For people of all ages, a meal does more than meet our physical needs. We also enjoy the fellowship that comes from a meal shared with others. Food affects our thought patterns and ability to focus throughout the day. If you can’t pull a chair up to the table and enjoy a meal, you’re missing out on significant parts of life that go beyond filling your belly. But what if you knew your next meal wasn’t coming until three days from now, instead of three hours from now?
Many of us will go home on Friday night and make dinner plans for the weekend, while children throughout our cities eagerly wait for Monday morning when breakfast will be served at their school cafeteria. When children of low income or food deficient homes go to school, they can be sure they’ll get two meals every day. But when the school’s kitchen is closed, many of these kids don’t have dependable sources of food. That’s where the Jetpack Project comes in!
Lifehouse Church (TN) partners with their local food pantry, The Well Outreach, to serve 353 meals per week to schoolchildren in their city. The Jetpack Project feeds these kids when school is not in session (over weekends and holidays). Lifehouse Church wants to bring hope to the Spring Hill community, so they, along with several other supporting organizations, joined The Well Outreach in this cause.
The Well Outreach purchases food in bulk from Second Harvest Food Bank, and partnering organizations, like Lifehouse Church, sponsor local schools by buying that food and delivering it to the classrooms. The Life Groups at Lifehouse Church take turns separating food and packing bags so each one has the correct amount of food and a variety of options. Once the bags are packed, they are delivered to schools on Fridays, filled with enough food to last the weekend.
As important as it is to meet basic needs, Jetpacks do more than provide meals for a weekend.
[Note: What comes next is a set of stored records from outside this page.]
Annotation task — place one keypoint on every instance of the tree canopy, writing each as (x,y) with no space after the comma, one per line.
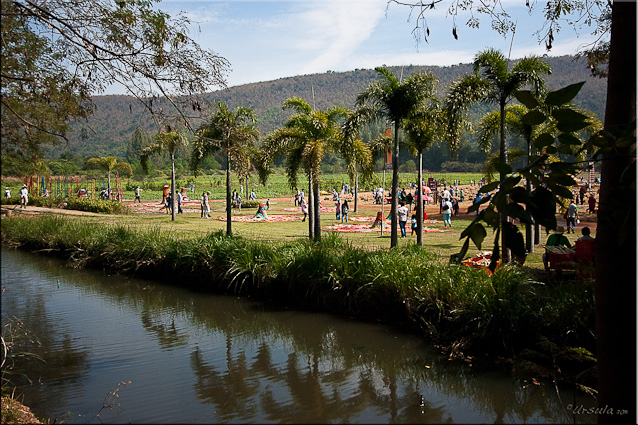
(57,54)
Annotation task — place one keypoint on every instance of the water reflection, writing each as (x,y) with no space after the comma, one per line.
(200,357)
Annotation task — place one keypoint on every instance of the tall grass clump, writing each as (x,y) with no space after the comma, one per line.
(457,306)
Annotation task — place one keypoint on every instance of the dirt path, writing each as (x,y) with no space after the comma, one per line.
(30,210)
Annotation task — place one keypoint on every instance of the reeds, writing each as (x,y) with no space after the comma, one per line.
(458,306)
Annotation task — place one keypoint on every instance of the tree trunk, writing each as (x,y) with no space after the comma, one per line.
(108,174)
(529,227)
(229,222)
(317,217)
(615,247)
(356,190)
(419,203)
(311,209)
(505,251)
(394,240)
(173,186)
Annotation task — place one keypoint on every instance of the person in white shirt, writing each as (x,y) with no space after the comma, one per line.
(446,208)
(402,215)
(24,196)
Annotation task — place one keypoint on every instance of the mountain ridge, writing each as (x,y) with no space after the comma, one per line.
(108,131)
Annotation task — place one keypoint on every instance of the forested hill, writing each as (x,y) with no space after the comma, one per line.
(117,116)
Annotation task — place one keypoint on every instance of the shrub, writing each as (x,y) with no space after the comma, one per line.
(97,206)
They restore a sense of dignity to kids, provide hope, and free children to focus on something besides where their next meal is coming from. Instead, they can learn and rest and play. Taking part in such a simple program is a way for Lifehouse Church to fulfill Matthew 25:35-40; they are feeding the hungry who live among them.
A domino can knock down an object 1.5 times its own size. Through the Jetpack Program, 353 meals are provided for school children each week — think of the domino effect those meals could have in that many lives. What might a bag of chips, gifted through God’s providence, yield 28 years down the road? As Lifehouse Church finds ways to serve children in their city, they’re making an investment they believe God will multiply many times over.